Kearney cites one scenario: Peak time for most facilities’ energy use is between noon and four in the afternoon. As a result, that is when prices will be at their highest. If fms have operational flexibility in the way that they can air condition their buildings, they can ramp down electric consumption and use steam, for instance, during those peak hours. We have clients reaping millions of dollars in savings with that approach. That’s coming around to the other side-looking at both procurement and consumption.
However, not all organizations can function in that way, as Kearney acknowledges. If we have a client who does not have the operational flexibility to manage peak demand in that manner, we procure energy in such a way that does not leave the customer exposed to hourly rates, she says. It is a complex endeavor, and that is one reason why an organization pursuing a formal energy management plan should work with an expert who will focus only on the energy aspect of an operation. Energy management used to be a part-time job for many fms, but it can’t be that way anymore. It has become too important and too expensive.

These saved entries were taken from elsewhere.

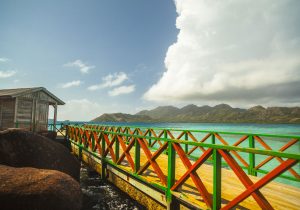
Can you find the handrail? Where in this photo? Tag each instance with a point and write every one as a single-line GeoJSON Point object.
{"type": "Point", "coordinates": [105, 142]}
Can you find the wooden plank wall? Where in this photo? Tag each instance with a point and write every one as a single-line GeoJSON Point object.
{"type": "Point", "coordinates": [24, 112]}
{"type": "Point", "coordinates": [31, 108]}
{"type": "Point", "coordinates": [7, 111]}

Narrowing the lens to focus on renewable energy sources, fms who are ready to look at these options for some or all of their consumption can find assistance from their utility companies or firms like Gotham-360 in identifying opportunities.

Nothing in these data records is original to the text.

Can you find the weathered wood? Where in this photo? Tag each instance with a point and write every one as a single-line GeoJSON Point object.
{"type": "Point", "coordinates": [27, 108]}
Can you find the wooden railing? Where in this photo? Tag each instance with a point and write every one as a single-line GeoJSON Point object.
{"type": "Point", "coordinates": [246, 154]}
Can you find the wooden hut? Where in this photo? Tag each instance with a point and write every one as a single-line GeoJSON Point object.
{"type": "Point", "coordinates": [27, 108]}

And, whether looking to purchase this type of power from an off-site provider or evaluating the possibility of locating on-site generation, fms may find an increasing number of financial incentives by pursuing this path. Kearney notes, As the [energy] grid becomes more congested, governments and utilities are increasingly putting out more incentives to help end users create projects that will reduce their consumption from the grid.
So for those fms lacking an established roadmap for their organization’s energy use, the time is now to begin setting goals, identifying challenges and opportunities, and procuring energy in the most cost-effective way available for their particular situation.
With no end in sight to rising prices and volatile conditions, an energy management plan is fast becoming a necessity.
Research for this article included an interview with Kearney of Gotham-360 LLC (www.gotham360.com).